Problem with Carp after upgrade to RC3
I've a carp setup that works flawlessly for a month using 2 pfSense RC1 machines. Yesterday I've upgraded these box with RC3 and after 20 minutes of use my network goes down.
I don't know what happens but I've tested every single device in my network to try to restore the communication and after almost 6 hours after testing I turn off the passive server. As soon I've turned off the backup server the network starts working again.
I didn't change any other setting on pfSense, only upgrade distribution using the manual firmware option on the system menu and choose the RC3 tgz file.
Below is the configuration of my network:
Each server has 4 NICs: 1 WAN / 1 LAN / 1 DMZ / 1 CARP monitoring (Cross over cable)
I've 8 CARP IP's: 1 for DMZ, 1 for LAN, 6 for WAN
These 2 servers LAN Interfaces are plugged in one switch, in the same switch I have another Proxy server running in Bridge mode (CentOS) and then in the other nic of the proxy server I've connected to the main network switch.
This setup works for a month until the upgrade to RC3, so I'd like to ask you if someone could realize what could happened in this case!
If I remove the lan cable from the backup the network start function again, so I remove the cable and for now I'm trying to downgrade the RC3 to RC1 again but if it is a problem I think you should take care of what have changed!!
I forget to tell, I'm using always the i386 version ok!
Hi! It's me again!
We rollback for the previous state, we have downgraded both servers to RC1 but the problem that never happened before occurs again. Now with both servers in RC1 the fail over task didn't work.
If I only remove the LAN Cable for one of the 2 servers my network starts working. But If I plug the lan cable after 4 to 10 minutes the network stop answering.
The strange is that it only happens in the LAN interface. All other interfaces continue working without any problem!
I'm desperate right now because I need fix it in some way, and I can't figure out what could it be, if a problem with pfSense, a hardware problem (fault nic) or anything else!
Please could someone help me with any tip! Thank you very much!
I was monitoring the system and when the problem happens I only see an message like this "CLOGJ|##" in bloth firewalls!!
What could be happening?
Maybe you should consider to drop the cluster for now.
Just use one machine for a few days and and find more info.
While this happen can you access the GUI? From wan or dmz
Well, now everything is working again without any modification, the only thing that is different is that only 10% of my users are working now, all the rest go for weekend and turn of their pc's.
Could it be anything related to a mac address spoofing or duplicated mac address on my network??
I don't think so but everything possible.
What hardware are you using?
Problem sounds like the switch is hanging onto MACs in its CAM table past when CARP switches over, so while the master brings up its CARP IPs, the switch is still sending the traffic destined to their MACs to the backup (or vice versa for master/backup).
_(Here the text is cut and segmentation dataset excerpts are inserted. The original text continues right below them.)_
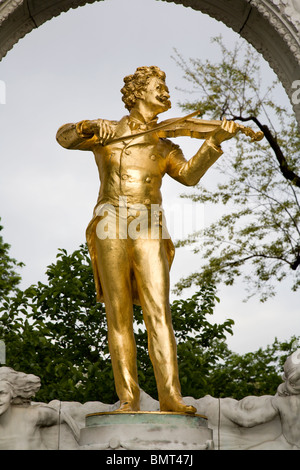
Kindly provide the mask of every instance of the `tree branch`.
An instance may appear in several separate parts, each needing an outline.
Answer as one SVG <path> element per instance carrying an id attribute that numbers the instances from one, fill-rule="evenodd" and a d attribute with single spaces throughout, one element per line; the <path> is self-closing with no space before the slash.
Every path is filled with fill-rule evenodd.
<path id="1" fill-rule="evenodd" d="M 292 184 L 300 188 L 300 176 L 297 175 L 293 170 L 289 168 L 288 162 L 285 158 L 285 156 L 282 153 L 282 150 L 276 140 L 276 138 L 273 136 L 272 132 L 270 131 L 270 128 L 264 124 L 262 124 L 255 116 L 250 116 L 247 118 L 244 118 L 242 116 L 233 116 L 234 120 L 239 120 L 242 122 L 246 121 L 253 121 L 255 124 L 259 127 L 259 129 L 264 133 L 265 138 L 267 139 L 270 147 L 272 148 L 276 159 L 279 163 L 279 168 L 285 179 L 291 181 Z"/>

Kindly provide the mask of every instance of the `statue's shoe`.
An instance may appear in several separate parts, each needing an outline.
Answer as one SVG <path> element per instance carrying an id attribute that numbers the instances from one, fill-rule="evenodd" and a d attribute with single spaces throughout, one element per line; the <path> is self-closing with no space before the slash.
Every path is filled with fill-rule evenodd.
<path id="1" fill-rule="evenodd" d="M 194 415 L 197 409 L 192 405 L 186 405 L 180 399 L 172 399 L 160 403 L 160 411 L 172 411 L 173 413 L 187 413 Z"/>
<path id="2" fill-rule="evenodd" d="M 128 413 L 130 411 L 139 411 L 139 407 L 133 405 L 129 401 L 121 401 L 119 408 L 115 411 L 118 413 Z"/>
Eventually that would resolve itself once that entry expired in the switch and it moved that MAC over to the correct port.
The symptoms are somewhat similar to having a conflicting MAC address as well, the usual cause of that is having two CARP or VRRP IPs with the same vhids on the same network as they'll share the same MAC address.
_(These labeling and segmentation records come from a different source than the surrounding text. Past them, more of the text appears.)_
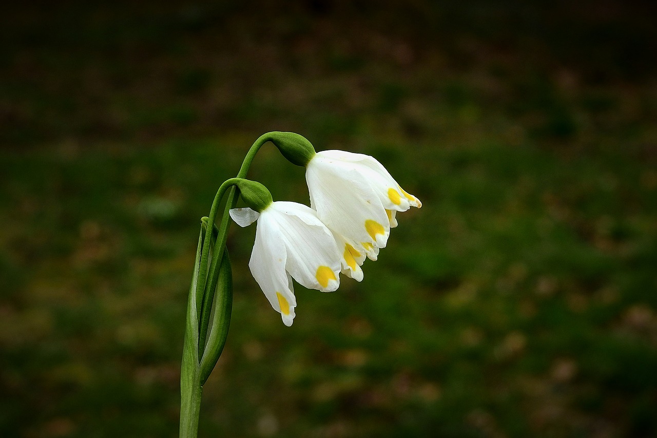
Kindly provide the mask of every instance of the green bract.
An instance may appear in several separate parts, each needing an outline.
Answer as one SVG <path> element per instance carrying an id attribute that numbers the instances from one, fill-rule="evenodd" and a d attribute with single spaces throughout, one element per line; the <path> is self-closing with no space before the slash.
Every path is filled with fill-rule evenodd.
<path id="1" fill-rule="evenodd" d="M 303 135 L 294 132 L 269 133 L 269 141 L 281 151 L 283 157 L 293 164 L 306 166 L 315 156 L 315 148 Z"/>
<path id="2" fill-rule="evenodd" d="M 258 212 L 260 212 L 271 204 L 271 193 L 267 187 L 250 180 L 235 178 L 235 185 L 240 190 L 240 196 L 246 205 Z"/>

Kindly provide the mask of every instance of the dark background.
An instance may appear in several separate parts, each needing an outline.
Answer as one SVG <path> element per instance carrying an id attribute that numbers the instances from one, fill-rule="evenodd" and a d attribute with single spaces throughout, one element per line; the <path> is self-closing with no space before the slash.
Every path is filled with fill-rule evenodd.
<path id="1" fill-rule="evenodd" d="M 283 325 L 231 228 L 200 436 L 657 435 L 653 2 L 13 2 L 0 435 L 177 433 L 199 218 L 269 130 L 423 202 Z M 307 203 L 265 146 L 250 174 Z"/>

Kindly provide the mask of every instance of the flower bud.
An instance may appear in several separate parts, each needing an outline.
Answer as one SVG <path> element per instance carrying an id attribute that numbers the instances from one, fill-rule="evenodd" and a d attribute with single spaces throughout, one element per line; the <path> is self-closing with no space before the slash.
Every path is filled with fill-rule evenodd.
<path id="1" fill-rule="evenodd" d="M 315 155 L 313 145 L 303 135 L 294 132 L 270 132 L 269 141 L 288 161 L 297 166 L 305 167 Z"/>
<path id="2" fill-rule="evenodd" d="M 235 178 L 235 185 L 240 191 L 240 196 L 244 203 L 253 210 L 260 212 L 273 202 L 271 193 L 267 187 L 258 182 L 243 178 Z"/>

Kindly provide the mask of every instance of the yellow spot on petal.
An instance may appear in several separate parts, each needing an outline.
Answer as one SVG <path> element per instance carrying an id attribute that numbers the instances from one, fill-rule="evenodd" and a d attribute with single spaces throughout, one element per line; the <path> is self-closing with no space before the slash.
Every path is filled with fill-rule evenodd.
<path id="1" fill-rule="evenodd" d="M 386 233 L 386 229 L 383 228 L 383 226 L 376 220 L 372 220 L 371 219 L 368 219 L 365 221 L 365 230 L 367 230 L 367 233 L 370 235 L 372 240 L 374 241 L 376 240 L 377 234 Z"/>
<path id="2" fill-rule="evenodd" d="M 281 306 L 281 312 L 286 316 L 290 314 L 290 303 L 287 302 L 285 297 L 280 292 L 276 293 L 276 297 L 279 299 L 279 305 Z"/>
<path id="3" fill-rule="evenodd" d="M 422 203 L 420 202 L 419 199 L 418 199 L 417 198 L 416 198 L 413 195 L 411 195 L 410 193 L 406 193 L 406 191 L 405 191 L 404 189 L 402 189 L 401 187 L 399 187 L 399 190 L 401 191 L 401 193 L 404 194 L 404 196 L 405 196 L 406 198 L 409 201 L 410 201 L 411 202 L 414 202 L 415 201 L 415 202 L 417 203 L 417 208 L 420 208 L 422 207 Z"/>
<path id="4" fill-rule="evenodd" d="M 401 196 L 399 195 L 399 192 L 392 187 L 388 189 L 388 197 L 390 199 L 390 201 L 395 205 L 399 205 L 401 203 Z"/>
<path id="5" fill-rule="evenodd" d="M 328 280 L 338 280 L 335 278 L 333 270 L 328 266 L 319 266 L 317 268 L 317 273 L 315 274 L 315 277 L 317 279 L 319 284 L 322 285 L 322 287 L 326 287 L 328 285 Z"/>
<path id="6" fill-rule="evenodd" d="M 413 196 L 413 195 L 411 195 L 410 193 L 407 193 L 406 192 L 406 191 L 404 190 L 403 189 L 402 189 L 401 187 L 399 187 L 399 190 L 401 191 L 401 193 L 403 193 L 404 196 L 405 196 L 407 198 L 408 198 L 411 201 L 415 201 L 415 196 Z"/>
<path id="7" fill-rule="evenodd" d="M 347 264 L 352 270 L 355 270 L 356 269 L 356 257 L 360 257 L 361 253 L 357 251 L 353 247 L 350 245 L 349 243 L 344 244 L 344 254 L 343 256 L 344 257 L 344 261 L 347 262 Z"/>

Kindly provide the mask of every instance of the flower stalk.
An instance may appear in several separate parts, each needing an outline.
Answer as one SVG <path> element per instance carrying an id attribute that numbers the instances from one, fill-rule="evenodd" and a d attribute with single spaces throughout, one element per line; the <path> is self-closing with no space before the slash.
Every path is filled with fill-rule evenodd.
<path id="1" fill-rule="evenodd" d="M 310 207 L 274 202 L 264 185 L 245 179 L 258 151 L 268 141 L 291 163 L 306 168 Z M 235 208 L 238 196 L 246 208 Z M 324 292 L 338 289 L 340 273 L 362 280 L 365 256 L 376 260 L 390 229 L 397 226 L 396 214 L 421 206 L 371 157 L 340 151 L 316 153 L 307 139 L 292 132 L 268 132 L 258 137 L 237 177 L 221 183 L 210 214 L 201 220 L 183 347 L 180 437 L 198 435 L 203 385 L 228 336 L 233 277 L 226 241 L 231 218 L 242 227 L 258 222 L 249 268 L 283 323 L 291 326 L 297 306 L 293 278 Z"/>

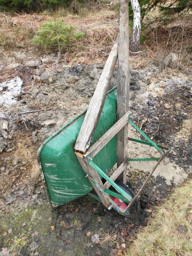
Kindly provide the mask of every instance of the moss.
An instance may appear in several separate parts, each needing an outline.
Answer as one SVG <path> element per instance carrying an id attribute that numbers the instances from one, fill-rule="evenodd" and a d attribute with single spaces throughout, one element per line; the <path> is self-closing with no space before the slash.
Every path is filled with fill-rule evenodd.
<path id="1" fill-rule="evenodd" d="M 26 209 L 28 210 L 26 211 Z M 27 207 L 20 211 L 16 215 L 11 213 L 2 215 L 0 217 L 0 233 L 7 232 L 5 236 L 1 236 L 0 245 L 3 247 L 11 246 L 15 236 L 22 238 L 30 237 L 31 234 L 35 231 L 38 236 L 44 236 L 50 231 L 51 222 L 48 220 L 51 217 L 51 223 L 54 221 L 54 216 L 56 215 L 52 212 L 46 204 L 43 206 L 35 205 Z M 56 218 L 56 217 L 55 217 Z M 11 234 L 8 230 L 12 229 Z"/>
I've checked all the CARP ip's configuration and everything seems ok. We have another pfsense server that is plugged in the same switch but with an ADSL extra link.
In this pfsense server we have only an internet link and the lan cable with a different ip number.
We don't have carp settings in this server because it's an standalone server. I have only 3 rules that allow 3 specific machines to browse internet using this adsl link.
And in the pfsense Carp server (main firewall master/backup) I have 3 rules that forward packets coming from this 3 pc's to go out to internet by the standalone pfsense server.
To clarify for you!
Carp IP: 10.48.3.254 (main gateway for the whole network)
When packets for port TCP/80 comes from 10.48.3.150, 10.48.3.146 and 10.48.3.179 the main firewall routes for the standalone firewall.
In the other side of the main firewall we have two cisco routers in load-balance and failover with the same schema I think (2 specific IP's and 1 virtual ip for both routers), but I have never had any problem in the internet segment of the lan, nor in the dmz, only in my lan segment where I have only 1 carp ip that I tell you above ok!